Impact: Irrelevance Is Best, Part 3

In a stack of papers called Instruction.

  • Aug
  • 21
  • 2006

If “a hurricane triggered by butterfly wings,” this idea that a small action can have gigantic and unforeseen consequences far away, is accurate then students need to be aware of how the things they do impact people they will never meet. The easiest way to do that, as I can see it, is to introduce students to various ways of life through reading.

Hurricanes And Butterflies

The lack of that awareness is what causes knee-jerk responses like the Deleting Online Predators Act; students don’t realize that what they type on MySpace (the butterfly wings) impacts people other than their MySpace Friends (the hurricane).

There are plenty of other hurricanes and butterflies in people’s lives, MySpace being the least of them: politics is a huge one, an arena in which most people are convinced that their participation means nothing. In reality, the apathy of the majority is what keeps incumbents in office. A more local issue is the case of students who throw their trash on the ground. Do they realize that they’ve created more work for someone else to clean up? Do they even think of that? Would they care? But would they care if it meant their friend had to clean it up? Would they care if they knew the janitor personally?

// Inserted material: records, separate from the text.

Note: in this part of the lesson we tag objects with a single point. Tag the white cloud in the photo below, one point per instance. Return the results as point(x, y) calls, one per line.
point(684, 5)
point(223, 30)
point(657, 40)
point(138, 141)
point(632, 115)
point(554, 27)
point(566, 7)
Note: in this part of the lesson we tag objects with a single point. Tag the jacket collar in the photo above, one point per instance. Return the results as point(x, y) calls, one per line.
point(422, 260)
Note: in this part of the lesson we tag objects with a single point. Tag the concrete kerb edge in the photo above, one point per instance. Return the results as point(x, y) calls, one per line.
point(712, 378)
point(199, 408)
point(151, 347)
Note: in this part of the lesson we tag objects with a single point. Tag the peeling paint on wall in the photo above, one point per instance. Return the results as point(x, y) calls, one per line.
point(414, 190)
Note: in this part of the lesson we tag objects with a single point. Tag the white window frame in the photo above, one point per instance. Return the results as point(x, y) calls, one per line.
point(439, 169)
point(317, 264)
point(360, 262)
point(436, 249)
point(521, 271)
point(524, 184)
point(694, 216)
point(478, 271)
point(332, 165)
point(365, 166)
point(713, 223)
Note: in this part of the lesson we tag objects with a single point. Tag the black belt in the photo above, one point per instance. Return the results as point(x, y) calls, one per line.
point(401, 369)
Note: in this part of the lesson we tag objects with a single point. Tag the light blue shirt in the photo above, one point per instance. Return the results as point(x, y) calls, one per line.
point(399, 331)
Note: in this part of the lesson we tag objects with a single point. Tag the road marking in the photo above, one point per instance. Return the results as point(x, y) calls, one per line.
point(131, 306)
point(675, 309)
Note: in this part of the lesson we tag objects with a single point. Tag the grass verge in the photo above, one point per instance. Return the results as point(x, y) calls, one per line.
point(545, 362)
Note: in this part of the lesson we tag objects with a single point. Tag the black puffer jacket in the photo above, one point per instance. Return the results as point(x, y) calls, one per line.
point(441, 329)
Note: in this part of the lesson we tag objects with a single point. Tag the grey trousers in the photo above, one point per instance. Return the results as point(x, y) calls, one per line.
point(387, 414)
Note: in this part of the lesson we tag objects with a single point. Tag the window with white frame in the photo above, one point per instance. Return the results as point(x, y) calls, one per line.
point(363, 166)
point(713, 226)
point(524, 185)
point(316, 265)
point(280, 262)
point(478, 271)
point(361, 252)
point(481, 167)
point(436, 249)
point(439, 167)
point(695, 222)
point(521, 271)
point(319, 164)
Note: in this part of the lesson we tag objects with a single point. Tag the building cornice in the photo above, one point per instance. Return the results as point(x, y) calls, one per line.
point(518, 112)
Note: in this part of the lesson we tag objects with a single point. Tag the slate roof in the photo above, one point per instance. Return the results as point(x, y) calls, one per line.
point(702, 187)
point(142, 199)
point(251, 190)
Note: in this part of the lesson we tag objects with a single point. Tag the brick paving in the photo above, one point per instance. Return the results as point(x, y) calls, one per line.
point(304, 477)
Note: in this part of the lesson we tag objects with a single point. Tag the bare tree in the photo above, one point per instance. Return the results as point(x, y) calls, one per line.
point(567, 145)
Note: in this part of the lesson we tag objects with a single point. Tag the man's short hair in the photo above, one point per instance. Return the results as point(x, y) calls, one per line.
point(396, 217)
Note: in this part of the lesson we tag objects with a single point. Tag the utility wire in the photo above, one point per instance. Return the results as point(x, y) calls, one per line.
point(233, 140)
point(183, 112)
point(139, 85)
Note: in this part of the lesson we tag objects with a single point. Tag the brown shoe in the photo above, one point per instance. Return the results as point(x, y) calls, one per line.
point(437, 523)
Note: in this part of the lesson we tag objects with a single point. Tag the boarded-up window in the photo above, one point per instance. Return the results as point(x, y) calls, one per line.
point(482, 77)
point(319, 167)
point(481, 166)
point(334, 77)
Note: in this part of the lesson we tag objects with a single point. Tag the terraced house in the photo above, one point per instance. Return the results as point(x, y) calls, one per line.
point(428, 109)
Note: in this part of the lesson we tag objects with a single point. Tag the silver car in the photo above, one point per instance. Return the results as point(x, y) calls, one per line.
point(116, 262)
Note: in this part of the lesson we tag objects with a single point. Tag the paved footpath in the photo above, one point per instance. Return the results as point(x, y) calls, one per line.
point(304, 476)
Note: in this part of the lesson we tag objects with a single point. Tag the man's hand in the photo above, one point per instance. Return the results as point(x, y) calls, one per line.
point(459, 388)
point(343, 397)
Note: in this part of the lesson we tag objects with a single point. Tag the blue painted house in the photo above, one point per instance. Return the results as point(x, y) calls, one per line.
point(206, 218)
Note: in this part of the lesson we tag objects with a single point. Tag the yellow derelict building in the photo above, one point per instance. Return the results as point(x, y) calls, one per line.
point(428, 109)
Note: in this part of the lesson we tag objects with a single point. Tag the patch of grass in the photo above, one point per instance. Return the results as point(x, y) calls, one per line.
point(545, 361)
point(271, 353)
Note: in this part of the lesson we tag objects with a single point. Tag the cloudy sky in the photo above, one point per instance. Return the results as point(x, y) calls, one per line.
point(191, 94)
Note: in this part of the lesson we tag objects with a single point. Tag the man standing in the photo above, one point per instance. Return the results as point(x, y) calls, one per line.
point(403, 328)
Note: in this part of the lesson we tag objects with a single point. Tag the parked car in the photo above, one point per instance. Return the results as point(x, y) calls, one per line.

Not recognizing that that there are others all around them influenced by their decisions is a huge mistake and one that needs correcting before they leave high school. If all students know are their lives, then their actions don’t extend any further than that. By reading details of life outside their usual routine, students can begin to see how the life they lead impacts the lives of others. They can even begin to see how larger issues, like US foreign policy or the Kyoto Treaty or even the person they elect as city mayor, impact the lives of others. Without a lense to view the rest of the world through (reading), we cannot expect students to care about the lives they never see.